Look, I'm not saying that any harm should come to whoever first compared Johnny Depp to Marlon Brando, but I do hope that they at least feel a little bit guilty. While their raw talent may well be comparable, Depp moved far too quickly to his idol's final phase as a performer, where self-amusement and silly voices trump everything else.
Touted as a return to Depp's early form, the gangster saga Black Mass encouragingly shows that it may be a bad idea to write off Depp quite yet. (Yes, even after Tusk.) The actor's love of makeup has, if anything, intensified; Here, he festoons himself with bad teeth, an elfin nose, and malamute eyes with fascinatingly grotesque results. (Some shots suggest that his mustache from Mortdecai may even still be attached, a few strata down.) What's new, however, is that he doesn't seem content with just pleasing himself this time, engaging with the material to create a full-blooded, occasionally terrifying center of attention. Unfortunately, the film can't quite measure up to this level of intensity, adopting a somber pace at odds with its star's level of enthusiasm. Despite Depp's full participation—and an even better performance by Joel Edgerton as a hapless FBI blowfish—Black Mass never really maintains its own charge.
Adapted from the book by Dick Lehr and Gerard O'Neill, Black Mass follows the life, times, and '80s reign of terror of James "Whitey" Bulger, a South Boston criminal whose status as a beloved neighborhood institution belies his hair-trigger ruthlessness. When a childhood buddy turned federal agent (Edgerton) enlists his help as an informant to take down the local Italian mob, Whitey seizes the opportunity as license to go increasingly nuclear on anyone in his path. As a rule, whenever there's a scene of someone walking toward their car, prepare to wince.
But director Scott Cooper, whose Out of the Furnace showed a deft touch with both good performers and bad vibes, never really seems to get a tonal handle on his material, slowing the momentum down when it should be vrooming ahead. Too often, the pacing and extended close-ups allow the attention to drift away from the narrative, and instead focus on distractions, like how Depp's prosthetics appear to have slithered off of him and eaten much of the supporting cast. (A riotous montage of informants just needs Pruneface and Flattop to qualify for inclusion in the Dick Tracy cinematic universe.) Aside from a memorably tense scene around the dinner table, it lacks the queasy, compulsive voyeurism that makes mob movies so addictive.
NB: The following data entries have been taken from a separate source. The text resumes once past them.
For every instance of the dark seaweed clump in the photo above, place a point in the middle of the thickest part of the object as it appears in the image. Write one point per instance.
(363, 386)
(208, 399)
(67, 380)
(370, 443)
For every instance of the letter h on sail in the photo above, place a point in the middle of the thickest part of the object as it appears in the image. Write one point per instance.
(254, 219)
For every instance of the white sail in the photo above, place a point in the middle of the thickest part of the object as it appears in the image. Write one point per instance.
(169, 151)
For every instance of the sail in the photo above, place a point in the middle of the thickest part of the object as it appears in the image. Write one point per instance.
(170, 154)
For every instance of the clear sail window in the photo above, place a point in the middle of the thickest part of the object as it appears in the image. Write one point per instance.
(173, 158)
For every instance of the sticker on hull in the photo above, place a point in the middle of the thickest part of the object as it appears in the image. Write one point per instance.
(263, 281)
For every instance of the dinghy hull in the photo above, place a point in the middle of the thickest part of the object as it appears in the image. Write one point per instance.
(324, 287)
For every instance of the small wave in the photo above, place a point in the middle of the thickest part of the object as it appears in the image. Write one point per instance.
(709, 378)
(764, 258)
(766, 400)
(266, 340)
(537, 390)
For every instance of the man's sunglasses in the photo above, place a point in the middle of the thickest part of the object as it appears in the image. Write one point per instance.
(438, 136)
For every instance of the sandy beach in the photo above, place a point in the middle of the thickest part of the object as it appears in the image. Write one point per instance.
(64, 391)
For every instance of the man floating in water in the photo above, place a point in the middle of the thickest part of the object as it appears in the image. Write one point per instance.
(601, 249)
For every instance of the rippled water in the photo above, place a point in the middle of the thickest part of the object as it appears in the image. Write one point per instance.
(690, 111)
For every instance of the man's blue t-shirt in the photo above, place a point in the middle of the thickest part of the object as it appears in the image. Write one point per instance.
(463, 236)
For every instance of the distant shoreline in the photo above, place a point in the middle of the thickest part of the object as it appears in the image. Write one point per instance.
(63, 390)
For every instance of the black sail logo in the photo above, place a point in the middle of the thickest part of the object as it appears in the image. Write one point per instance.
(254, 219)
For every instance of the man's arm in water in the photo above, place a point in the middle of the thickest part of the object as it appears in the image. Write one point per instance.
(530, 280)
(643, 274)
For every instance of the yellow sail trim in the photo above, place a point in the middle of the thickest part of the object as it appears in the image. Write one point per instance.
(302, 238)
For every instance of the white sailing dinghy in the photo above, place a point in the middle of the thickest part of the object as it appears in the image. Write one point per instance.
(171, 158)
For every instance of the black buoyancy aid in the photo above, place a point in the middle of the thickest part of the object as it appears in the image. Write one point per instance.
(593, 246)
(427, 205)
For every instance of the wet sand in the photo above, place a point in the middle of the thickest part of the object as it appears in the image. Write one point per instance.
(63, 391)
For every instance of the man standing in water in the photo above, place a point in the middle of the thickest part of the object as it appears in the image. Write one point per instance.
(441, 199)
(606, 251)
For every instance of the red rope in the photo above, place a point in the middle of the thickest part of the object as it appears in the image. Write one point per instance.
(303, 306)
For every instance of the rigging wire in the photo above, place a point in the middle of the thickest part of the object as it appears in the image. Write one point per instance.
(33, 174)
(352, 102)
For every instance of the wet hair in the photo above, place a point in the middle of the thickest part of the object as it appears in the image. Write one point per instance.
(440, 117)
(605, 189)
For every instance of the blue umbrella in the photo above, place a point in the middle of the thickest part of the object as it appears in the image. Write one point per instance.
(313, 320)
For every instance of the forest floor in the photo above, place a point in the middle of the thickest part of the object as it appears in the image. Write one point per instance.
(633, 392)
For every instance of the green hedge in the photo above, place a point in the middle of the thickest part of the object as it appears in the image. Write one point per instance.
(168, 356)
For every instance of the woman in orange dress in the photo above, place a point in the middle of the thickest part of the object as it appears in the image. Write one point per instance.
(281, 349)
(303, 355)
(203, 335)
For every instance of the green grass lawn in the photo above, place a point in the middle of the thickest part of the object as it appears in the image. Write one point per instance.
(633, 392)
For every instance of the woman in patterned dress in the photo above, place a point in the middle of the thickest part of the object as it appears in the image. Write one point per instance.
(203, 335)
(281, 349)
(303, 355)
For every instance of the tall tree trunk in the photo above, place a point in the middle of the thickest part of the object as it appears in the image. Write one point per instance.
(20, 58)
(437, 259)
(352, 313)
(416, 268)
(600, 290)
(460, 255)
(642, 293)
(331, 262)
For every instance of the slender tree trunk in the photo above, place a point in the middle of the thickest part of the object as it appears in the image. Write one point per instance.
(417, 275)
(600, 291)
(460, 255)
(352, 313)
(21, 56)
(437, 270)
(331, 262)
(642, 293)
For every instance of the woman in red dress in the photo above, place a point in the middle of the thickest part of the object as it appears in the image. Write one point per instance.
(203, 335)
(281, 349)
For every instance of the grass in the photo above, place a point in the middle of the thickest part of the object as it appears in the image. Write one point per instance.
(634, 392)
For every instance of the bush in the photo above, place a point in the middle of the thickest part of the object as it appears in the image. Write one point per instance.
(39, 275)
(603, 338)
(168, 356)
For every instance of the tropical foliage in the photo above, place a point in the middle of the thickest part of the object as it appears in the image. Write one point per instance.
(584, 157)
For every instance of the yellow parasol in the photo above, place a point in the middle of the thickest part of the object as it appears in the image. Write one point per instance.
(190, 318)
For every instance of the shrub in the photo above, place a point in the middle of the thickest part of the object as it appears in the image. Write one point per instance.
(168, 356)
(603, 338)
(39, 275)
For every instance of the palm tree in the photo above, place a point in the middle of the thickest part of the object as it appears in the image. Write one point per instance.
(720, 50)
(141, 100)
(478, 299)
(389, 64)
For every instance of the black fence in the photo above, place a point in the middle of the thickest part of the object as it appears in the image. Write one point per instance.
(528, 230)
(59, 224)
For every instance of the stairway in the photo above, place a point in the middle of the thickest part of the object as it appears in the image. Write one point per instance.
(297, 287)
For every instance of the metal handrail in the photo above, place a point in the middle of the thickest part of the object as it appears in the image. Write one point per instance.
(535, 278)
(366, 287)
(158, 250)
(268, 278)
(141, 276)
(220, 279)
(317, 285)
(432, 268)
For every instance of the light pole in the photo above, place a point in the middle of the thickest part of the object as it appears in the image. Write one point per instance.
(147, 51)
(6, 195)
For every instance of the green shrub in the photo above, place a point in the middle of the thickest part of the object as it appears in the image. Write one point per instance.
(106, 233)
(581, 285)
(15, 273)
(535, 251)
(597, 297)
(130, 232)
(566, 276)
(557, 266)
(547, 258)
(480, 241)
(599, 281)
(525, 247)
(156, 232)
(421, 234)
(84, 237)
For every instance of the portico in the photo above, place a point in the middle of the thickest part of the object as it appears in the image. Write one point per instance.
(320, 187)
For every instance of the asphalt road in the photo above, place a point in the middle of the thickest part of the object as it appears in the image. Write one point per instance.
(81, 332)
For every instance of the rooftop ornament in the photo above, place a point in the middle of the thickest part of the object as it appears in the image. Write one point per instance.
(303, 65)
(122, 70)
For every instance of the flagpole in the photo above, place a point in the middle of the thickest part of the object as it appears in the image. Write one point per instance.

Thankfully, Depp keeps pulling the viewer back in—particularly when interacting with Edgerton, who is by turns hilarious and pitiable as a puffed-up glad-hander who proves to be nowhere near as bright as he thinks he is. Surrounded by a cadre of distinguished character actors (including Kevin Bacon, Benedict Cumberbatch, and a jittery-even-for-him Peter Sarsgaard), all relishing the chance to pahk their cahs in the Bahston yahd, this Gruesome Twosome is magnetic, even when their story only goes through the motions.